The buildbot upgrade is entering the phase when the results to become visible.
No change is required at this time on any of the builders. The bot owners could upgrade the buildbot on build computers later, at their convenience, as this is not on the critical path.
We are going to upgrade the staging bot first. Then, once that is stable and all detected issues are resolved, we will upgrade the production bot.
I will need some help with testing, and will be asking to move some of the builders temporarily to the staging. LLVM buildbot is a piece of critical infrastructure, so more eyes and hands in making sure it works properly the better.
I’ll be posting updates and ETA of particular changes in this thread.
Please feel free to ask if you have any questions or concerns.
Starting tomorrow we will be upgrading the staging and production LLVM build bot.
To make the transition smooth we would not accept any change to zorg from tomorrow 11:00 AM PDT till the production bot is up and running the new version. Please feel free to talk to me if you will have a special situation and if you would absolutely have to make changes. Thanks for your patience and understanding.
If you are a bot owner, you do not need to do anything at this point, unless I’ll ask you to help.
Here is the plan.
Tomorrow, on September 30th, 2020, at 11:00 AM PDT we will upgrade the staging build bot to buildbot v2.8.4.
If you are an owner of one of the staged builders, you would not need to do anything. The staging will go down for a short period of time, and then a new version will come up and will accept connections from your bots.
We will be watching the staging and will be improving zorg for the next week or so. Meaning that staging will be restarted more often than before, and restarts will be done without further notices.
Once the staging is reliable you may want to move your bot from production to staging to make sure it will work as expected after the upgrade. I will send a note when this could be done.
After staging is good and we have about a week of running history, we will upgrade the production bot. I will send a separate announcement for this closer to the date.
Once the production is up and running, I will need your feedback about blame e-mails delivery, IRC reporting issues, and anything you could spot wrong with the new bot. I hope the transition will go smoothly and we will handle issues quickly if any would come up.
After production is good and we have about a week of running history, I’ll ask the bot owners to upgrade buildbots on their side. Please do not upgrade your buildbots unless I’ll ask you to. We are trying to limit a number of moving parts at this stage.

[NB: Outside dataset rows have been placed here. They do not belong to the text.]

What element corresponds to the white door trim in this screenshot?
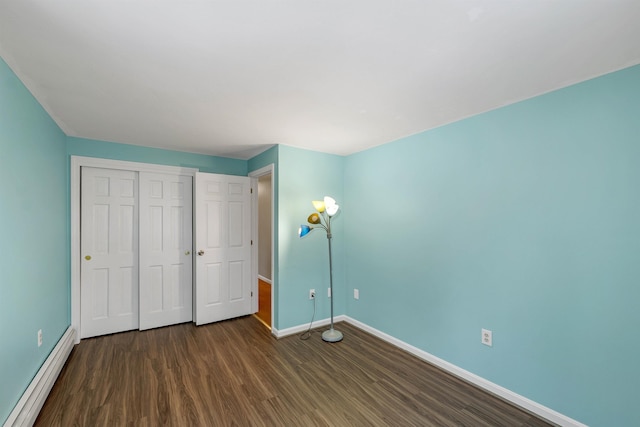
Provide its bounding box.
[70,156,198,344]
[249,163,276,331]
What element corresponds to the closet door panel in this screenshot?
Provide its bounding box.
[80,167,138,338]
[140,172,193,330]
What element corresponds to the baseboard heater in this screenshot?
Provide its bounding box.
[3,327,76,427]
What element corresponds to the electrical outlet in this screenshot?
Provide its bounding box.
[481,329,493,347]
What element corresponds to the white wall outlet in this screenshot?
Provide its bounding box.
[482,329,493,347]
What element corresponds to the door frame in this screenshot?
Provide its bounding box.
[249,163,277,334]
[70,156,198,344]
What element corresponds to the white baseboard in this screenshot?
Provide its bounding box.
[342,316,587,427]
[3,326,75,427]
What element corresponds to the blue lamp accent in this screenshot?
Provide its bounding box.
[298,225,313,237]
[298,196,342,342]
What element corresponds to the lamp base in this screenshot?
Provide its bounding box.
[322,328,342,342]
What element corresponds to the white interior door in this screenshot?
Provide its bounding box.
[140,172,193,330]
[80,167,138,338]
[194,173,252,325]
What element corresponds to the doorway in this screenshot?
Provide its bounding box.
[249,165,275,329]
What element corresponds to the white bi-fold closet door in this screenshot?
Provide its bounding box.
[80,167,193,338]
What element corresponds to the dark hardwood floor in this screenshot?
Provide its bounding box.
[35,316,549,427]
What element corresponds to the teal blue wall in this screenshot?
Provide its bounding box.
[0,59,70,423]
[343,66,640,426]
[67,137,247,176]
[274,146,350,329]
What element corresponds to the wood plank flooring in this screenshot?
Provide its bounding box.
[35,316,549,427]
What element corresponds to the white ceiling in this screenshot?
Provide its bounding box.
[0,0,640,159]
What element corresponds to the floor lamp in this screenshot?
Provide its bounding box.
[298,196,342,342]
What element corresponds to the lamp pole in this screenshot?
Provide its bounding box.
[298,196,342,342]
[322,213,342,342]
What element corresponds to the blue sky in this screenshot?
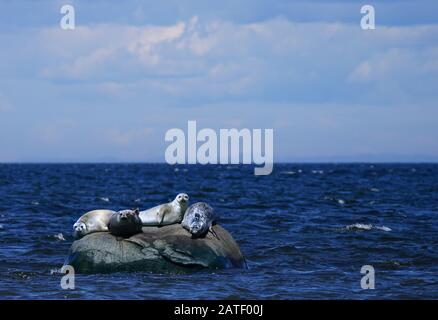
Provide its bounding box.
[0,0,438,162]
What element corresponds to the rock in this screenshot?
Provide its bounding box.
[65,224,246,273]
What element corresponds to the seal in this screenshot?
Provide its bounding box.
[140,193,189,226]
[108,209,142,238]
[181,202,219,239]
[73,209,115,238]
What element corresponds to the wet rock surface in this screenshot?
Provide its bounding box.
[65,224,246,273]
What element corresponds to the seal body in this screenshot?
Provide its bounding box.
[108,209,142,238]
[73,210,115,238]
[181,202,217,237]
[140,193,189,226]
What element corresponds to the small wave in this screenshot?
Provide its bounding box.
[345,223,392,232]
[54,233,65,241]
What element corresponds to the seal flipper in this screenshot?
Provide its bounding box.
[157,206,166,226]
[208,226,220,240]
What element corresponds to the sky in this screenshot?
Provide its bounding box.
[0,0,438,162]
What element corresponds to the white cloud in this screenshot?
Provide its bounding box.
[7,16,438,103]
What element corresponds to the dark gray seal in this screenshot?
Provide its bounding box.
[108,209,142,238]
[181,202,218,238]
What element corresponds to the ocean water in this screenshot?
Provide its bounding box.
[0,163,438,299]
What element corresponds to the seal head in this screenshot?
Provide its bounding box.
[181,202,217,238]
[172,193,189,215]
[73,221,88,238]
[108,209,142,238]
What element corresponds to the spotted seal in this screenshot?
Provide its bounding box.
[73,209,115,238]
[140,193,189,226]
[181,202,219,239]
[108,209,142,238]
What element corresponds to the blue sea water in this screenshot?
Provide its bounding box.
[0,164,438,299]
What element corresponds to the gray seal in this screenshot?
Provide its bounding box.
[140,193,189,226]
[73,210,115,238]
[108,209,142,238]
[181,202,218,238]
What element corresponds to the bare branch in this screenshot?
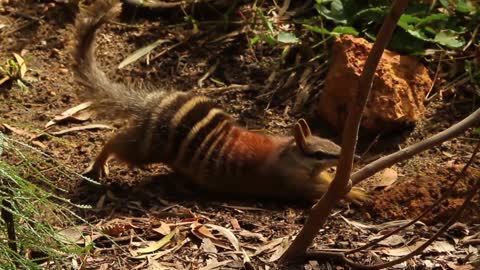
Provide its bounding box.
[351,109,480,185]
[305,142,480,270]
[281,0,408,262]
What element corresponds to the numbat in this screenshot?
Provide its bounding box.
[72,0,365,201]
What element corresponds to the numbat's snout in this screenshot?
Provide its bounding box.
[72,0,364,200]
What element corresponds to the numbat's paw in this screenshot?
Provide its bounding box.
[82,163,109,181]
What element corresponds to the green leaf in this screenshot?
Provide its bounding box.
[433,30,465,49]
[439,0,452,8]
[389,29,425,55]
[277,32,299,44]
[332,26,359,36]
[315,0,347,24]
[250,35,260,45]
[257,9,273,34]
[457,0,475,13]
[0,131,5,156]
[352,7,386,23]
[262,35,277,46]
[303,24,331,35]
[398,14,421,30]
[417,13,450,27]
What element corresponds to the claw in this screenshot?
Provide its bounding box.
[82,163,109,181]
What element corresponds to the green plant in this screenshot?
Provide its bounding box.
[0,53,28,91]
[0,132,91,269]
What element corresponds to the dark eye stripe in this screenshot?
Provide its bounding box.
[313,152,338,159]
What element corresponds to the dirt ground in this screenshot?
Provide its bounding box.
[0,1,480,269]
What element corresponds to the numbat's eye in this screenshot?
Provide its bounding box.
[314,151,338,159]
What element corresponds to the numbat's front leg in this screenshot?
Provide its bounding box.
[82,128,143,180]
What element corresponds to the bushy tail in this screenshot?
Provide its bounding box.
[72,0,145,118]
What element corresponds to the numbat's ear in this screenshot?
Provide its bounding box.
[298,118,312,137]
[293,122,306,151]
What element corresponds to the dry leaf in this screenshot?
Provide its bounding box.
[133,238,190,260]
[199,260,232,270]
[340,215,426,232]
[153,221,172,235]
[58,226,87,244]
[250,237,286,257]
[372,168,398,187]
[2,123,37,139]
[191,222,231,249]
[13,53,27,79]
[368,234,406,247]
[382,241,455,257]
[51,124,114,135]
[230,218,242,230]
[136,230,178,254]
[45,101,92,128]
[205,224,240,251]
[239,230,267,242]
[200,237,218,254]
[0,75,10,85]
[268,238,288,262]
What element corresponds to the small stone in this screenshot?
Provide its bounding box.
[58,68,68,74]
[315,35,432,132]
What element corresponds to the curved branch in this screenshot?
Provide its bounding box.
[280,0,408,262]
[305,142,480,270]
[350,109,480,185]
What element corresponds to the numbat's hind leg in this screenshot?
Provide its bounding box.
[82,128,144,180]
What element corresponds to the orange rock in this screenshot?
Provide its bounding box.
[315,35,432,131]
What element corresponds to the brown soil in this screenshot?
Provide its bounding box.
[0,1,480,269]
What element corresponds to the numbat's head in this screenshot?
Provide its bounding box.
[273,119,341,196]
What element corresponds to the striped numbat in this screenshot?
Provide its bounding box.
[72,0,365,201]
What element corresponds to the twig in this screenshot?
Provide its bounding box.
[305,142,480,270]
[351,109,480,185]
[345,142,480,255]
[281,0,408,262]
[1,199,17,252]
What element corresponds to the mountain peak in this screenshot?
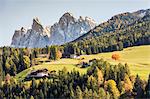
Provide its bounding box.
[62,12,73,17]
[59,12,76,25]
[32,17,44,32]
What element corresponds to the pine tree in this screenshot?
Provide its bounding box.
[76,86,83,99]
[145,74,150,98]
[133,75,144,98]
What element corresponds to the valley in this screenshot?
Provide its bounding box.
[16,45,150,80]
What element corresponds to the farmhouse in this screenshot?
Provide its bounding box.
[26,69,49,78]
[70,54,80,59]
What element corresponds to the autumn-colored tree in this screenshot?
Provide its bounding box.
[111,53,120,60]
[5,74,10,83]
[106,80,120,99]
[123,75,133,91]
[57,50,62,59]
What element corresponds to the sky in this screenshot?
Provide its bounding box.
[0,0,150,46]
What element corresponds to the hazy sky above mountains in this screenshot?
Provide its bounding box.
[0,0,150,46]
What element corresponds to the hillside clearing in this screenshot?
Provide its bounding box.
[16,45,150,79]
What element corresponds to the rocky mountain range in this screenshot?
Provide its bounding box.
[73,9,150,42]
[11,12,96,48]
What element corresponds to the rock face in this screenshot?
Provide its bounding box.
[11,13,96,48]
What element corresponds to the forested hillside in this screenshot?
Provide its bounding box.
[61,9,150,56]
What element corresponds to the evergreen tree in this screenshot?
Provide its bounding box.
[145,74,150,98]
[76,86,83,99]
[133,75,144,98]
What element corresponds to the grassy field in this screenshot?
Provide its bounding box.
[81,45,150,79]
[16,45,150,79]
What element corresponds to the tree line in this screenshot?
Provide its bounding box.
[0,59,150,99]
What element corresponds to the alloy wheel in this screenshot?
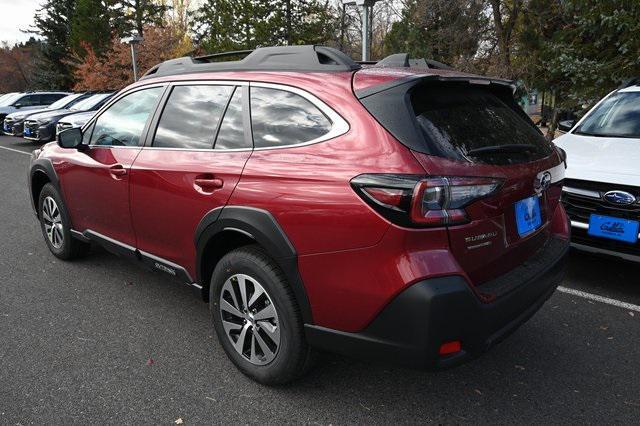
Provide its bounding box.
[42,197,64,249]
[220,274,280,365]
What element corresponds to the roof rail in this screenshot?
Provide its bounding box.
[376,53,453,70]
[618,77,640,90]
[142,45,360,79]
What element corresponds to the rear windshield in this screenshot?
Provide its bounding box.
[574,92,640,138]
[410,85,552,164]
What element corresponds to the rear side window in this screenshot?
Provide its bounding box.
[251,87,331,148]
[40,93,67,105]
[153,85,233,149]
[15,95,40,107]
[410,85,551,164]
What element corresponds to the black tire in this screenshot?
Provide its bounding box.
[38,183,91,260]
[209,246,315,385]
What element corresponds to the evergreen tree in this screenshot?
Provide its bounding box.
[32,0,75,90]
[69,0,112,58]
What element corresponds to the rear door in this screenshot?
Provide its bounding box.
[14,94,41,111]
[58,85,165,247]
[131,82,253,271]
[412,85,564,284]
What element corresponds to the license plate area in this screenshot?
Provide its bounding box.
[515,195,542,237]
[588,214,640,244]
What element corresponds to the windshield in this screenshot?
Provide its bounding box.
[574,92,640,138]
[0,93,21,106]
[71,93,111,111]
[47,94,82,109]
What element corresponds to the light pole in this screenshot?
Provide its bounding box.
[120,34,144,82]
[342,0,380,61]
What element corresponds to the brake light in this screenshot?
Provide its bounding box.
[351,174,502,227]
[438,340,462,356]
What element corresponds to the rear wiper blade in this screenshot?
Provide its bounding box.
[467,144,538,155]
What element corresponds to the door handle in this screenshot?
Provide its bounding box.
[109,164,127,177]
[193,175,224,191]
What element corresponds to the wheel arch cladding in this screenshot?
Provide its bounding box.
[29,159,60,216]
[194,206,313,324]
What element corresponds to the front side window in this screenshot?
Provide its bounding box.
[575,92,640,138]
[153,86,233,149]
[16,95,40,107]
[251,87,331,148]
[91,87,164,146]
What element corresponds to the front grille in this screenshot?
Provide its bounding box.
[23,120,38,139]
[562,179,640,256]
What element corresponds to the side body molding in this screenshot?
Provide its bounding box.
[194,206,313,324]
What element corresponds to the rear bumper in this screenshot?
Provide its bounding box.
[305,238,569,369]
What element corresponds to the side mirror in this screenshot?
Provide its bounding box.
[558,120,576,132]
[56,127,82,149]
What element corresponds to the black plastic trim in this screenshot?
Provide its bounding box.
[29,158,62,216]
[194,206,313,323]
[305,236,569,369]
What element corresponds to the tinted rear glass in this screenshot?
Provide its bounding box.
[251,87,331,148]
[410,85,552,164]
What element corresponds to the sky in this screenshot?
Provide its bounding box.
[0,0,43,44]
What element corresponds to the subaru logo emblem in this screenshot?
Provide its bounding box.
[533,172,551,194]
[604,191,637,205]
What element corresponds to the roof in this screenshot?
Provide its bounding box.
[142,45,361,79]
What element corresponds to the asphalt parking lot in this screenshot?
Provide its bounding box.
[0,137,640,424]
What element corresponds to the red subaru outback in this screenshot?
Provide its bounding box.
[29,46,569,384]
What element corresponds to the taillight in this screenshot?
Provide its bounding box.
[351,174,502,227]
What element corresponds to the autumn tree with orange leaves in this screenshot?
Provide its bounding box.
[74,26,193,91]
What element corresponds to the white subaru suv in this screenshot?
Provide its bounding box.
[554,79,640,262]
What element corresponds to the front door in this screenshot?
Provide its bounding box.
[131,82,253,276]
[59,86,165,247]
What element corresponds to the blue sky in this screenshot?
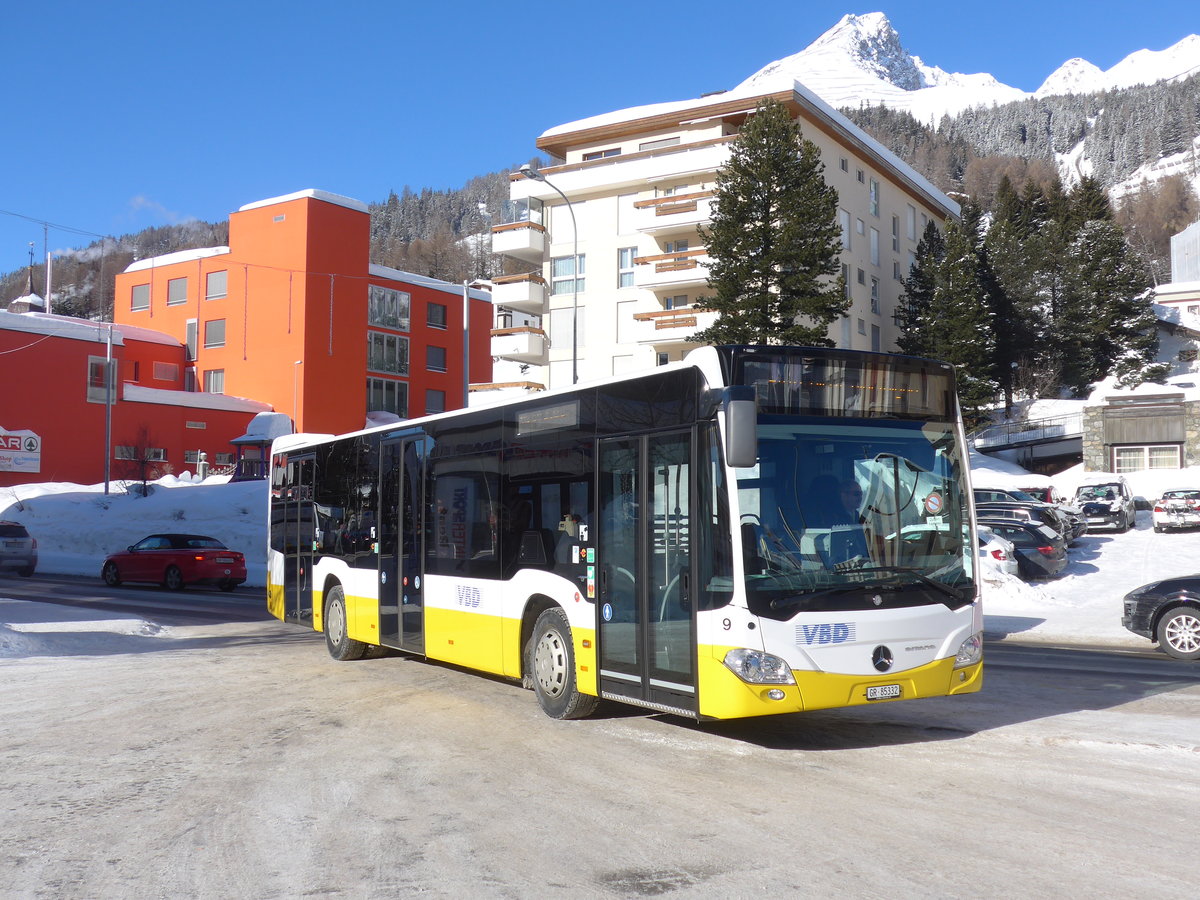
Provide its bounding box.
[0,0,1200,282]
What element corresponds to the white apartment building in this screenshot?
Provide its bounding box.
[492,83,959,388]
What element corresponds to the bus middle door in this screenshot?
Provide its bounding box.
[598,431,697,714]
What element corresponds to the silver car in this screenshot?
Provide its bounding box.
[0,522,37,577]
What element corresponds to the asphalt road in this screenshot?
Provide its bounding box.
[0,577,1200,899]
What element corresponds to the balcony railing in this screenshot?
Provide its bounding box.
[634,247,708,290]
[492,272,546,316]
[634,306,716,346]
[492,222,546,263]
[634,191,713,234]
[492,325,548,366]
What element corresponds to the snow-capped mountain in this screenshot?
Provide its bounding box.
[738,12,1200,122]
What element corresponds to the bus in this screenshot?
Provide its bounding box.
[268,346,983,720]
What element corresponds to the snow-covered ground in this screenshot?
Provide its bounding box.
[7,454,1200,648]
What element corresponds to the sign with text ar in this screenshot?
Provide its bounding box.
[0,426,42,473]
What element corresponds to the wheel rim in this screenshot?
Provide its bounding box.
[533,630,566,697]
[325,598,346,644]
[1165,614,1200,653]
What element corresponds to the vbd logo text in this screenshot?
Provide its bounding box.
[800,622,854,644]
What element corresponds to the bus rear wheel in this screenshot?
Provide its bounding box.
[322,584,367,661]
[528,606,598,719]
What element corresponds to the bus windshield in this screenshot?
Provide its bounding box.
[737,415,974,618]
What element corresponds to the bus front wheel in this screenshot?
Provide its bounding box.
[323,584,367,661]
[529,606,598,719]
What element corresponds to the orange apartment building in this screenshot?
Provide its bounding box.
[0,312,270,487]
[113,191,492,433]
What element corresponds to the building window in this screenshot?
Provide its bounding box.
[550,253,587,295]
[88,356,116,403]
[617,247,637,288]
[167,278,187,306]
[1112,444,1182,475]
[367,378,408,419]
[637,137,679,150]
[204,272,229,300]
[367,284,413,331]
[425,346,446,372]
[204,319,224,349]
[367,331,408,374]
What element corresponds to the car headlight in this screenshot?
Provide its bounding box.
[954,634,983,668]
[725,648,796,684]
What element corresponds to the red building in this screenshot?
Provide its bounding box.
[0,312,270,494]
[113,191,492,433]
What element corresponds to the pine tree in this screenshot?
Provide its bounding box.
[692,101,850,347]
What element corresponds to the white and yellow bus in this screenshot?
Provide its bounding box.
[268,347,983,719]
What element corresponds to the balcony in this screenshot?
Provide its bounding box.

Thanks for your support and help. And please feel free to ask if you have questions.
The staging buildbot was up and running for 6 days now, and looks good.
Tomorrow at 12:00 PM PDT we will switch the production buildbot to the new version.
If you are a bot owner, you do not need to do anything at this point, unless I’ll ask you to help.
The buildbot will go down for a short period of time, and then a new version will come up and will accept connections from your bots.
Please note that the new version has a bit different URL structure. You will need to update the bookmarks or scripts if you have stored direct URLs to inside the buldbot.
We will be watching the production and staging bots and will be improving zorg for the next week or so.
I will need your feedback about blame e-mails delivery, IRC reporting issues, and anything you could spot wrong with the new bot. I hope the transition will go smoothly and we will handle issues quickly if any would come up.
After production is good and we have about a week of running history, I’ll ask the bot owners to upgrade buildbots on their side. Please do not upgrade your buildbots unless I’ll ask you to. We are trying to limit a number of moving parts at this stage. We will start accepting change to zorg at this point. Please feel free to talk to me if you will have a special situation and if you would absolutely have to make changes.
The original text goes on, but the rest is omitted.